Monday 21 January 2008

dog training and zoo management

When we first brought Penny home we knew nothing, zilch, nada about dog training. To illustrate our abysmal ignorance, I'll reveal that I brought her - an eight-week-old puppy - home on the Friday of a long weekend so that we'd have three days to get her settled in and trained. Then we'd be back to work on the Tuesday with our guard-dog looking after the house.

Quick fast-forward now through chewed up socks, annihilated tissues, massacred seedlings.

Luckily for Penny, I had fixed in my head the idea that it's important to train dogs and the only club I knew was the wonderful Kintala club, one of the earliest clubs around to use only reward-based training.

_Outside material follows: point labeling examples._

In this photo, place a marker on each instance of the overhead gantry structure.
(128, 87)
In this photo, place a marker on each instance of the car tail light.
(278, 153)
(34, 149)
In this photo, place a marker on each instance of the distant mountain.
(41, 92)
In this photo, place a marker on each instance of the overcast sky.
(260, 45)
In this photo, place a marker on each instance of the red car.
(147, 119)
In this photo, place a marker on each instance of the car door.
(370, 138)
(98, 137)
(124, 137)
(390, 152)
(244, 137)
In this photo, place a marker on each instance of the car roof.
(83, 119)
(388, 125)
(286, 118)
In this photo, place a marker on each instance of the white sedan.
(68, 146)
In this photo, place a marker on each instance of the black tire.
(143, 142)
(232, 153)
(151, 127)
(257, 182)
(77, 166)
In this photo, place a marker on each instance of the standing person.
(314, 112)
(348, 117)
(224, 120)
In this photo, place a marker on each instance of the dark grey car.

I've been thinking about how fortunate we were in stumbling across 'gentle training', because the question of training philosophy is part of an unpleasant issue that has erupted at our local zoo. The Melbourne Zoo has been accused of abuse and neglect of some of the animals in their care. The particular incident that saddens me is that the elephant trainer has been accused of stabbing a 13-year old elephant with a marlin spike. I'll quote a little of the article by Royce Millar and Cameron Houston in The Age, our local Melbourne newspaper:
Former and current zoo staff say the stabbing and other incidents reflect an outmoded disciplinary approach to animals...
It seems to me I still hear all too much about 'dominating' and disciplining animals - including dogs. (Of course, I realise it's necessary to set limits to the behaviour expected of our canine companions in our households and in public.) I also believe that, as a society, we need to review all our attitudes to animals - food animals, pets and the wildlife that shares our environment.

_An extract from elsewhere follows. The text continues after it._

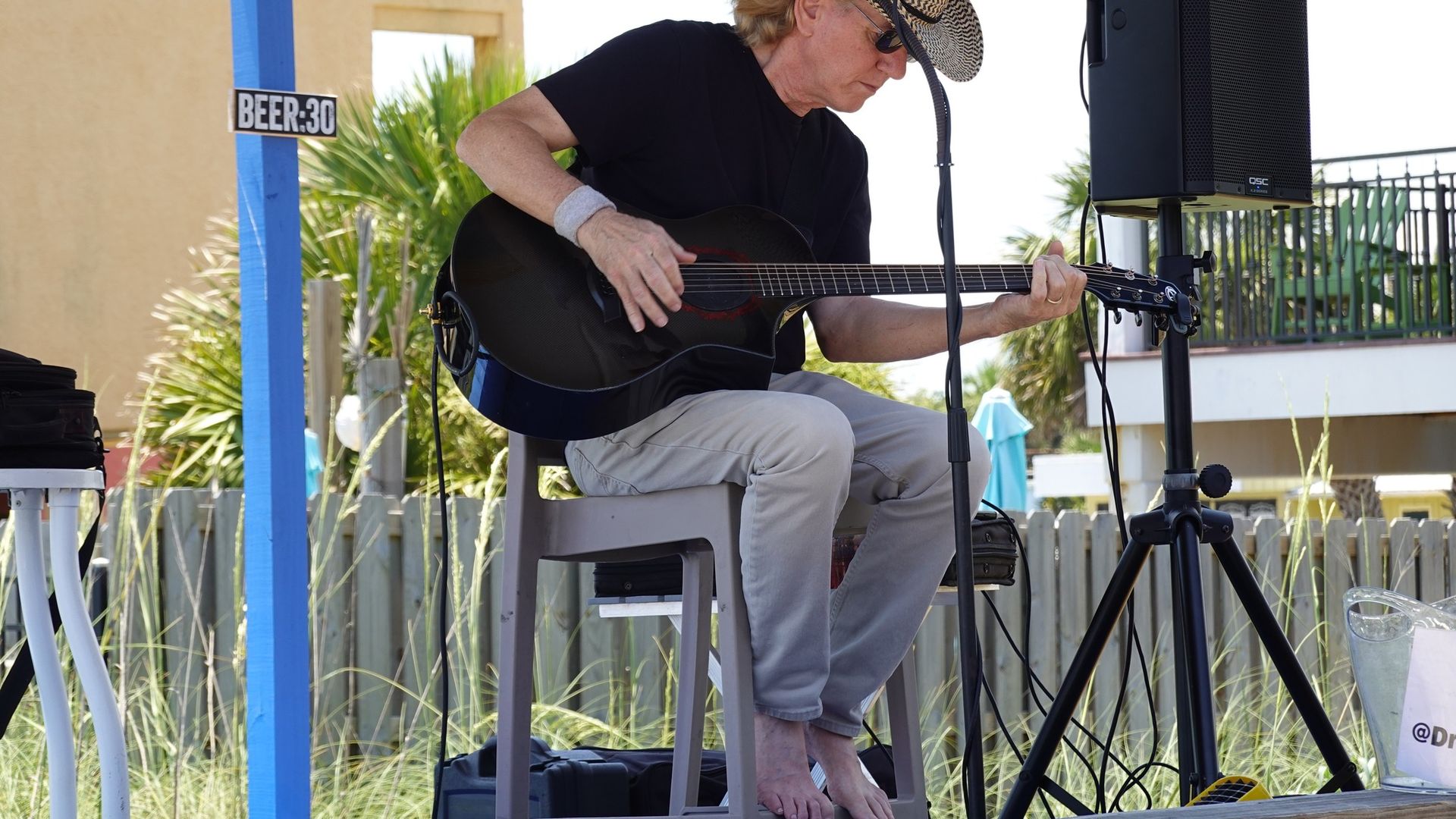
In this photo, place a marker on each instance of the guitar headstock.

In a follow-up article the next day it was reported that
The zoo stressed that all animal "conditioning" (training) was built on positive reinforcement, not punishment.
I was discussing the issue with Jabari's mum today and she commented that she has seen this type of positive reinforcement in action at the Melbourne Zoo. She said that the elephants 'work' in the morning by bringing out their hay and putting it up in the trees ready for the day and are then rewarded for this task. (The newest elephants arrived from Thailand in the last couple of years and were accustomed to working there.) I laughed when she told me that the pygmy hippo used to be rewarded with vegemite sandwiches. What a true-blue Aussie!

The report on the problems at the zoo is enhanced by an in-depth discussion (by the same two writers) of the ethics of zoos.

2 comments:

Wayfarer Scientista said...

Hey, just thought I'd let you know that this, positive reinforcement, is how we train aquarium animals for research needs (which is also a way of reducing their stress and their boredom).

parlance said...

Wayfarer, I think I read somewhere that the whole idea of positive training for pets came about by someone observing how dolphins were rewarded. After all, you can't jump into a pool and give a dolphin a shaking ot hit it!
What sort of aquarium animals would you be talking about? Fish? Mammals?
I once tried to train my goldfish to come over to the side of the pond when I rang a bell. I think it was working okay but the human side of the equation (me) got distracted and didn't continue with it.